The so-called Mumblecore movement in independent film appears to be graduating from lo-fi curio to more honest-to-goodness relatable stories, albeit ones told frill-free and on a shoestring budget. Directed, written by and starring Mumblecore mainstays Joe Swanberg and Greta Gerwig, Nights and Weekends is painfully familiar to anyone who has experienced the slow, sad demise of a long-distance relationship. Or any relationship, for that matter.
Swanberg's oeuvre, which includes 2006's LOL and 2007's Hannah Takes the Stairs, is admittedly not for everyone's taste. Like those previous efforts, Nights and Weekends feels more improvisational than scripted, and with camerawork -- long takes, poor lighting, an aversion to tripods -- that seems less like a film and more akin to the home movie your Uncle Jerry shot on his camcorder last Christmas.
And yet it pulsates with emotional resonance. Swanberg and Gerwig poke at the exposed nerve of an ill-fated love with precision and honesty. The two play James and Mattie, 20-somethings in the final gasps of a long-distance relationship. Mattie lives in New York City and is considering nursing school. James is a videogame designer based in Chicago. She is insecure and fragile. He is more circumspect about his feelings. Despite a round of on-the-hardwood-floor sex that opens the film -- the nakedness in Swanberg flicks tends to be figurative and literal -- the two lovers increasingly find themselves unable to satisfy the needs of each other.

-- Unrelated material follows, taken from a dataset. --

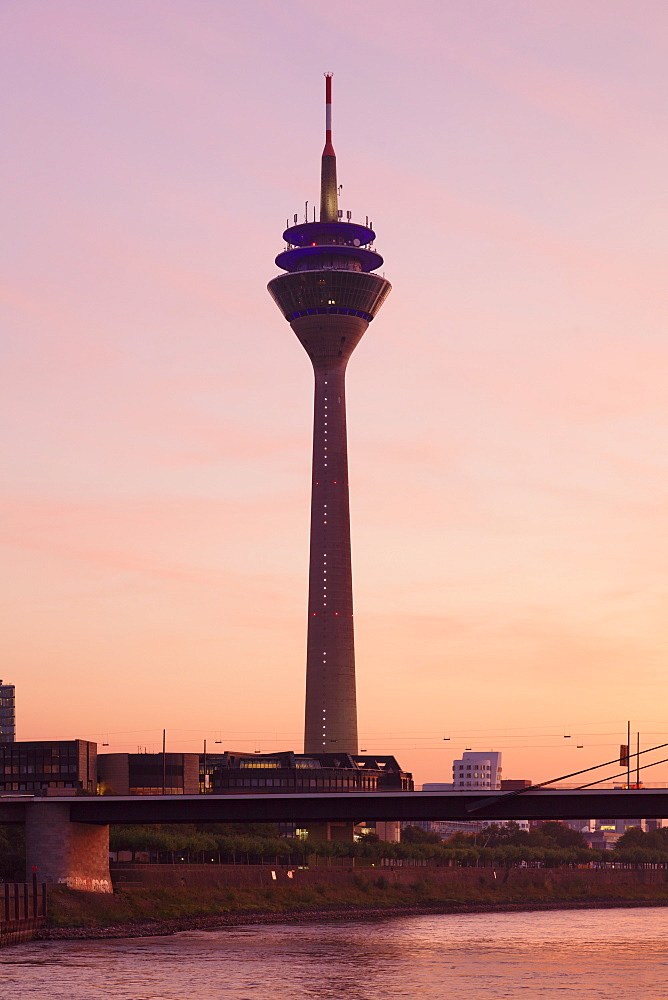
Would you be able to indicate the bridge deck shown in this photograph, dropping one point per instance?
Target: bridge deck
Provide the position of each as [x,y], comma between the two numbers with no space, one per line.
[543,804]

Swanberg and Gerwig don't go in for backstory. We don't know how James and Mattie met, or how long they've been a couple. What we do know is that they only see one another every three months or so, and that the limits of time and space place considerable pressure on their periodic reunions.
Their initial exhilaration has a shelf life. The pair engage in the requisite cute moments, such as mugging to the camera in a photo booth, but the mood grows ambivalent when Mattie balks at meeting James' friends. "I want to meet them," she tells him in an apartment hallway, her mouth full of chips, "I just don't want to meet them today." But James goes, anyway, and later Mattie erupts in anger when she senses that he is humoring her. Now it's James' time to blow up. "I'm sick of you fucking crying every time it's not perfect," he snaps.

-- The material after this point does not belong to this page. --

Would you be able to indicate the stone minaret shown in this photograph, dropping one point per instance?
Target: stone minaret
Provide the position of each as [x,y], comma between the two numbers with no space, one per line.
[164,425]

Dialogue and mannerisms, much of it seemingly improvised, are imbued with the herky-jerky, sometimes innocuous, sometimes loaded rhythms of real life. Viewers don't know much about these characters, but they definitely know them. Even so, the actors are mismatched. Swanberg is a talented filmmaker but less so as an actor, although his blank inscrutability might well explain Mattie's heightened neediness. Gerwig is remarkable, giving a genuine and affecting performance as a young woman who cannot stop thinking and rethinking every second of the couple's time together. "I could just be in your life like this story of this girl that you maybe once were gonna have a baby with," she tells James, grasping to make sense of her free-floating anxiety. "Maybe you wouldn't even mention that. Do you ever wonder, like, what story you're gonna be in someone else's life?"
No one would accuse Swanberg's films of being visually arresting, but Nights and Weekends reveals some interesting camera placement. In the aforementioned monologue, for instance, Mattie's back is to the camera, letting viewers concentrate instead on James' dumbfounded reaction. It is a provocative moment, one of many.
Halfway through Nights and Weekends, a title abruptly indicates a year has passed. The couple has broken up. James, who is in New York on business, reconnects with Mattie for dinner and hanging out. The ex-lovers are a mass of uncertainty, expectations and fear -- but a heartbreaking inevitability also looms over them.
Presented in 1.78:1 anamorphic widescreen, the digital picture is fairly typical of Mumblecore films. The tight budget reveals itself in soft images and some muddiness in low-lighted scenes, but such ostensible shortcomings seems part of the movie's hyper-realism.
The 2.0 track is serviceable but unremarkable. Volume is inconsistent in spots, but nothing distracting. Optional subtitles are available in Spanish, English and English for the hearing-impaired.
A commentary with co-producers Dia Sokol and Anish Savjani centers on the mechanics of making a low-budget indie; only sporadically do the two offer meaty anecdotes or delve into analysis of the film. The commentary is not without some interest, but insights from Swanberg and Gerwig would have been much more worthwhile.
Also included are five minutes, four seconds of Joe Swanberg teasers for Nights and Weekends. One of the teasers can be viewed separately as the trailer. Rounding things out is a test short (5:58) featuring Swanberg and Gerwig as their characters.
Nights and Weekends is one of the better exemplars of the so-called Mumblecore indie genre. Directors-writers-actors Joe Swanberg and Greta Gerwig cast an unblinking eye on the dynamics of a long-distance relationship withering on the vine. That might not strike some as an especially fun movie, but adventurous cineastes will find a modest film of rare honesty.